The batch of cross petitions are rooted in the 2010 Allahabad High Court judgement trifurcating the disputed site giving one each to Lord Lalla, Nirmohi Akhara and original Muslim litigant.
The apex court decision came after senior counsel Rajeev Dhavan, appearing for one of the Muslim litigants, told the bench headed by Chief Justice Ranjan Gogoi that Justice Lalit in 1997 appeared for former Uttar Pradesh Chief Minister Kalyan Singh in one of the matters connected to the Babri Masjid-Ram Janmabhoomi dispute.
Singh is currently the Rajasthan Governor.
While telling the bench that personally he had no objection to the presence of Justice Lalit on the bench hearing the challenge to the 2010 Allahabad High Court verdict, he left it Justice Lalit to take a call.
Justice Lalit conveyed to Chief Justice Gogoi and other members of the bench -- Justice S.A. Bobde, Justice N.V. Ramana, Justice D.Y. Chandrchud about his reluctance to continue on the bench and recused himself.
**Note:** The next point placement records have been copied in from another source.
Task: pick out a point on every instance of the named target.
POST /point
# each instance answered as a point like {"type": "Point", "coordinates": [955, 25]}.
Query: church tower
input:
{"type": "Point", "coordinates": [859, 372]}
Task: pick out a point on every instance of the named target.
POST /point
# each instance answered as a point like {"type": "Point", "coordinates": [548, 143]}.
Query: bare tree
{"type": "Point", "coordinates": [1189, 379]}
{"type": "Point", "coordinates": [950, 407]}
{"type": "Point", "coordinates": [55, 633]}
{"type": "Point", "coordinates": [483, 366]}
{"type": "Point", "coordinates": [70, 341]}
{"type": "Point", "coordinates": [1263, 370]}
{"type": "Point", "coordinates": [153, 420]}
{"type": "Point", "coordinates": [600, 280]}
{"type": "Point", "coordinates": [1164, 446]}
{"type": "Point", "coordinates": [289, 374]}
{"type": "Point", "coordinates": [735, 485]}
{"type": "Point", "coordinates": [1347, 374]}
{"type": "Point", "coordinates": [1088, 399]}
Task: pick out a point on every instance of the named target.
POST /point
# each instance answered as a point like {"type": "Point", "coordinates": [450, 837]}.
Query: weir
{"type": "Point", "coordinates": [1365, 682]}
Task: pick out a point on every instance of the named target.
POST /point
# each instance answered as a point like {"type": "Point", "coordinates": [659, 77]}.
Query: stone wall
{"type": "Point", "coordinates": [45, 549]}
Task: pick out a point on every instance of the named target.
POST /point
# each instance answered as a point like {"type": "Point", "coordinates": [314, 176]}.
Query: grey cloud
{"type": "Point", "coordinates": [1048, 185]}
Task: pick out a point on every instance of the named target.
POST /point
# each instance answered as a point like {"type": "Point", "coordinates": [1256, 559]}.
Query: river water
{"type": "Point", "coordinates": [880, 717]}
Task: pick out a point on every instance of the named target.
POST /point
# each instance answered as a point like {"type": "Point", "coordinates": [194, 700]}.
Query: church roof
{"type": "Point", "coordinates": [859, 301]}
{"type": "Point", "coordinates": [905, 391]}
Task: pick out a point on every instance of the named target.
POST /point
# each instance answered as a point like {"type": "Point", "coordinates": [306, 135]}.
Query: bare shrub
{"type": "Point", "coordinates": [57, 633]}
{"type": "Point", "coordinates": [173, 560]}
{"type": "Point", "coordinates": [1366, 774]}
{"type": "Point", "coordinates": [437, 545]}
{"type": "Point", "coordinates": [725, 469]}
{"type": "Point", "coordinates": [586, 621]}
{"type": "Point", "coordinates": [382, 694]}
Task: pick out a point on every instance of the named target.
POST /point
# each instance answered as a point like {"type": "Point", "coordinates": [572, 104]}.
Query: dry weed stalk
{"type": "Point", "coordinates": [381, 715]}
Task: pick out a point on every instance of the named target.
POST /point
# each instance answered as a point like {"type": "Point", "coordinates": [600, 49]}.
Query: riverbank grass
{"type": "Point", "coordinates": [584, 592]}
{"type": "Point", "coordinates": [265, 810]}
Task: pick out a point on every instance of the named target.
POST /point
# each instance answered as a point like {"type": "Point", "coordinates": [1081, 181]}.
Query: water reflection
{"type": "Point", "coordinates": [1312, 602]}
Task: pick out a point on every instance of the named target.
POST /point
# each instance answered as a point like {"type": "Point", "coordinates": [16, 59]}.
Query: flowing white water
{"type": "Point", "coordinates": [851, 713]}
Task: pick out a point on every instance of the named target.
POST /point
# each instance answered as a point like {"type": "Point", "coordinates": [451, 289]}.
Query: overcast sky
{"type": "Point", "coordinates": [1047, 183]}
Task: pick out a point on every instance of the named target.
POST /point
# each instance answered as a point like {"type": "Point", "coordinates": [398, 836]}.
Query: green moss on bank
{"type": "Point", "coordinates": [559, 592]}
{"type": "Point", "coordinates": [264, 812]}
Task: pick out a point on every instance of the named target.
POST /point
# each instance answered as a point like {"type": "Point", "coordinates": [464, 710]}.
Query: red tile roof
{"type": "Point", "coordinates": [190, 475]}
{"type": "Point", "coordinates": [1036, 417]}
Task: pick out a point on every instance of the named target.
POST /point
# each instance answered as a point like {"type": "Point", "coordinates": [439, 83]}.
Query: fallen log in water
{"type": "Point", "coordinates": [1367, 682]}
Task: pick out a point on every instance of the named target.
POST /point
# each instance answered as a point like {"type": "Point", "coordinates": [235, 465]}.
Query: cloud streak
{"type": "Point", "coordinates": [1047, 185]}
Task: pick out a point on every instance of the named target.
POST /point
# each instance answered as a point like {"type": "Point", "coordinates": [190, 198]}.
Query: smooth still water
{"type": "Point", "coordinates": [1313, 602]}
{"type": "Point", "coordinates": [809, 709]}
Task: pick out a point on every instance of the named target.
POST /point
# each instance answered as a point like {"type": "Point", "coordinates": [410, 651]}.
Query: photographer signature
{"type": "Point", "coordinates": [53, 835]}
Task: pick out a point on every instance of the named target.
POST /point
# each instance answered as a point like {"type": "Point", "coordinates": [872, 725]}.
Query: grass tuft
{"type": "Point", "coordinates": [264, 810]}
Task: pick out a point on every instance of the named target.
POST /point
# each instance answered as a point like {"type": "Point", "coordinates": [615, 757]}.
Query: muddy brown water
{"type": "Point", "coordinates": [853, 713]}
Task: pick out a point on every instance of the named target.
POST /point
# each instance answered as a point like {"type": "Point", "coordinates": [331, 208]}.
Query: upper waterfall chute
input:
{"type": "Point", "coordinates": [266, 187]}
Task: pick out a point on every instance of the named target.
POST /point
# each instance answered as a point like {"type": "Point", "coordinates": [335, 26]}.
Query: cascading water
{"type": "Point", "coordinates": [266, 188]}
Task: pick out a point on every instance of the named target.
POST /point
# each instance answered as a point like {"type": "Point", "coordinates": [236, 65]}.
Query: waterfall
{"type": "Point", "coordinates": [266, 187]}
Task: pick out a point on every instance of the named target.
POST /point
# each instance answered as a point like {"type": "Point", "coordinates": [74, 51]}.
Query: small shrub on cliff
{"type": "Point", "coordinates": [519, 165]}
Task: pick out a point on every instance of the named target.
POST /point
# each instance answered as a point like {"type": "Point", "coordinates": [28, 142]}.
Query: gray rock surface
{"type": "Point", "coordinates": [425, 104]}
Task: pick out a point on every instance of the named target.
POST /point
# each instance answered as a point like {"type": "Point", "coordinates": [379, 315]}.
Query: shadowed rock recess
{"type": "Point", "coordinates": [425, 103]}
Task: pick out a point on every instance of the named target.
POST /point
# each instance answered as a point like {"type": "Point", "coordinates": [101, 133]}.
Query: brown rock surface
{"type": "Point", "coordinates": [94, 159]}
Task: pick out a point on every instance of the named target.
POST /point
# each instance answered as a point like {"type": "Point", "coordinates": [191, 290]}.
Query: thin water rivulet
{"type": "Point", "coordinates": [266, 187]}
Noting that Dhavan said that he had no objection to Justice Lalit hearing the matter and had left it to him (Justice Lalit) to take the call, the court in its order today adjourned the hearing as Justice Lalit "expressed his disinclination to participate in the hearing any further."
Addressing the "speculation", also pointed out by Dhavan, over the matter being referred to the five-judge bench and not three-judge bench as was directed on September 27, 2018, by a bench headed by then Chief Justice Dipak Misra, the order today referred to the Supreme Court rules that say that the "very cause, appeal or matter shall be heard by a bench consisting of not less than two judges nominated by the Chief Justice."
The court in its order today said, "It is always open for the Chief Justice to decide, having regard to the various relevant facts and circumstances, which cannot be exhaustively laid down, to constitute benches of such strength that the Chief Justice deems it proper".
The court thereafter directed its registry to go through all the records relating to the Ayodhya case which are available with it and submit a report on January 29 as to how much time it would require for translating the documents and the case material which are in Persian, Arabic, Urdu and Gurmukhi languages.
Referring to the report by the top court secretary general (SG), the order said that in "four suits, out of which these appeals have arisen, in all, 120 issues have been framed for trial."
The order, referring to SG's report, noted that a total of 88 witnesses were examined. The depositions of the witnesses run into 13,886 pages. A total of 257 documents were exhibited (according to Dr Rajeev Dhavan the number of Exhibits is 533 including 3 archaeological reports). The judgement runs into 4,304 printed pages (according to the Registry, 8,533 typed pages).
The court further noted that its August 10, 2015 order says that "though the learned counsels for the parties had attempted to submit some translated version of the evidence, there is a dispute with regard to the correctness of the translations made."
Having noted the magnitude of the paper work that requires to be done, the court today directed its registry to "physically inspect the records which are lying under lock and key; make an assessment of the time that will be taken to make the cases ready for hearing by engaging, if required, official translators of the requisite number and give a report thereof to the court."
The court asked its registry to submit the report on January 29 when the reconstituted bench will assemble once again to take up the matter for further orders "fixing a date of hearing and for drawing up a time schedule for hearing of the cases."
However, when senior counsel Harish Salve, appearing for one of the Hindu litigants, offered to assist the registry in handling of the papers and their translations, Chief Justice Gogoi said he will rely entirely on his own registry to do the job.